Dollar gains ground after rate-driven yo-yo; the yen, fragile waiting for the Bank of Japan

Dollar gains ground after rate-driven yo-yo; the yen, fragile waiting for the Bank of Japan
Dollar gains ground after rate-driven yo-yo; the yen, fragile waiting for the Bank of Japan

The dollar rose on Thursday, recouping some of the previous day’s losses after the Federal Reserve forecast a single rate cut this year, although softer-than-expected U.S. inflation tempered some of those gains.

The yen remained under heavy pressure ahead of Friday’s Bank of Japan meeting and traders braced for further volatility in the currency.

Price action in the foreign exchange market was relatively subdued on Thursday, compared to the previous day, when the dollar fell almost 1% at one point following the release of consumer price index data ( CPI), before ending the day with a loss of 0.5%, which is still the largest in two weeks.

Consumer prices in the United States remained unchanged in May compared to April, compared to market expectations of a 0.1% increase.

“I think the CPI reaction was a bit overblown. It was almost a relief that it wasn’t worse.

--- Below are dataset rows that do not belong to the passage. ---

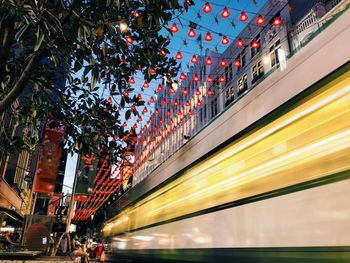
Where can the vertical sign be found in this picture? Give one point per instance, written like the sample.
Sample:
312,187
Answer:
49,158
87,170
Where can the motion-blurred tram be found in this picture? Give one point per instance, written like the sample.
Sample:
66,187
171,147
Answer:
278,191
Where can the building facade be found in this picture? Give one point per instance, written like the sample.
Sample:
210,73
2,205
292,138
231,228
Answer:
182,111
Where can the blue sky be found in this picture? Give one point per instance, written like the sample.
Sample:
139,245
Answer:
212,22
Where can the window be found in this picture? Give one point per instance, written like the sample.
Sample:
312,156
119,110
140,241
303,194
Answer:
257,71
274,53
214,107
254,51
228,72
242,84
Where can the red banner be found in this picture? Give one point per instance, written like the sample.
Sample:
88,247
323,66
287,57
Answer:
49,159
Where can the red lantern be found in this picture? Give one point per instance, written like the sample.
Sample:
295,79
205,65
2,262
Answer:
182,76
191,33
225,40
194,59
178,55
174,28
276,21
243,17
240,42
208,37
225,13
255,43
129,40
223,63
237,63
145,85
260,20
209,61
207,8
132,80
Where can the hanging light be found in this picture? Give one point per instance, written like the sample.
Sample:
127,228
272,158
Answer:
260,20
225,40
182,76
152,71
276,21
191,33
208,37
194,59
243,17
132,80
145,85
174,28
240,42
207,8
255,43
223,63
237,63
225,13
209,61
178,55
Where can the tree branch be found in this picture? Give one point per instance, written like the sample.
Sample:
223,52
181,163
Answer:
6,38
20,84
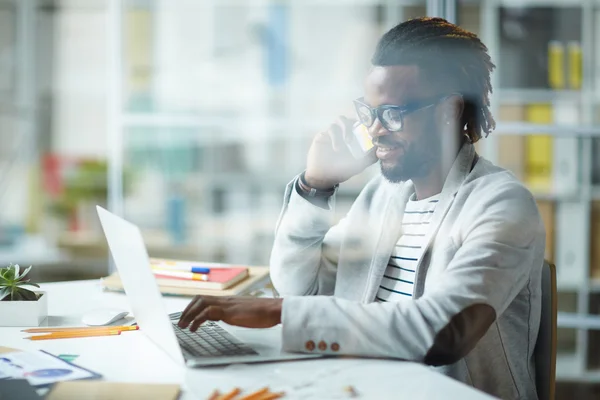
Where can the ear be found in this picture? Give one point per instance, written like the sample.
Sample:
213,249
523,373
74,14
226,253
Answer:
451,110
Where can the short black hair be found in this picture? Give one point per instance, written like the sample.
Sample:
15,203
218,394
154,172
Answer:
446,53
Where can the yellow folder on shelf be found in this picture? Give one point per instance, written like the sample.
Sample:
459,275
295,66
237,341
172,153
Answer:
539,150
575,65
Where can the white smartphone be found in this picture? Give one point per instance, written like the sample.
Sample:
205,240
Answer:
361,142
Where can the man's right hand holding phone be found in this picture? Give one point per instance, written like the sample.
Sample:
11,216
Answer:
330,161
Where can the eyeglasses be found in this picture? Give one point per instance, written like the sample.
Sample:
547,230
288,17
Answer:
392,116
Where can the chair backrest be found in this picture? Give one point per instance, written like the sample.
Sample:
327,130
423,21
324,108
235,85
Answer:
545,347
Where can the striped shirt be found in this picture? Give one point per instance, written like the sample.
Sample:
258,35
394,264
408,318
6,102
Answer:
399,277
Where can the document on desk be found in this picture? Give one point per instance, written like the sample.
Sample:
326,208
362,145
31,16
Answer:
40,368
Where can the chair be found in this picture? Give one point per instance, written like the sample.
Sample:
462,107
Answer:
545,347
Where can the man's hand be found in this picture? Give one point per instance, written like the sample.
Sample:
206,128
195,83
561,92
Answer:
248,312
329,159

And that’s what caused such a strong knee-jerk reaction,” said Fiona Cincotta, market strategist at City Index.

“We saw the dollar’s massive sell-off retreat upon hearing the Fed news and today it is also trending upward. In the cold light of day, perhaps that impression of inflation was not as ‘refreshing’ as the market initially was.” read in it,” he said.

Inflation rose at an annual rate of 3.4%, still well above the Fed’s 2% target.

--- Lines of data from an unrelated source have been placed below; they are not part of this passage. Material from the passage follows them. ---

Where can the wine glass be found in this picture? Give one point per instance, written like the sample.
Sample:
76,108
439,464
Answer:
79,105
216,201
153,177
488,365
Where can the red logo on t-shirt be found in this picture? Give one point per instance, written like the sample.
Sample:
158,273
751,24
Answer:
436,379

Later on Wednesday, the Federal Reserve kept the funds rate at 5.25-5.5% and policymakers’ median projection for the number of cuts this year fell to just one, down from three in March.

Despite the Federal Reserve’s projections, markets stuck to forecasting nearly two 25 basis point rate cuts this year, helping to reverse some of the dollar’s losses.

“Markets see the dollar weakening, with swings in between,” said Imre Speizer, a strategist at Westpac in Auckland. “That’s (mostly) due to the Fed’s rate cuts, which are still in the cards for this year.”

The euro experienced its biggest one-day rise in 2024 on Wednesday, following the US inflation figures. The European single currency has been subject to intense volatility this week, shaken by political uncertainty in France, where a poor result in the European Union elections led French President Emmanuel Macron to call an early vote.

The euro, which touched six-week lows earlier this week, was flat on the day around $1.08, having risen 0.64% the previous day. The derivatives market shows that the premium that traders will pay for the option to sell the euro, rather than buy it, has grown to its highest level since April.

Sterling, which also faces political risk from the upcoming British general election on July 4, was flat at $1.2795, having gained 0.5% the day before.

US Federal Reserve Chairman Jerome Powell maintained a familiar tone in his press conference, stressing that policymakers would be sensitive to economic data. Although fewer cuts were expected for this year, policymakers had them planned for 2025 or 2026.

Still, it was cold comfort for the yen, which is fighting bearish momentum while the gap is so wide between near-zero Japanese rates and much higher short-term U.S. rates.

The Bank of Japan concludes a two-day policy meeting on Friday and markets are awaiting some kind of announcement or signal that the bank will reverse massive bond purchases to allow further rises in Japanese yields.

That leaves the yen vulnerable to disappointment. It was last trading at 157.23 per dollar and on the back foot at the crosses – where it touched a 17-year low of 97.06 per kiwi overnight and a 16-year low of 200.91 per pound.

Overnight options implied volatility, a measure of trader demand for protection against big currency swings, rose to its highest level in six weeks.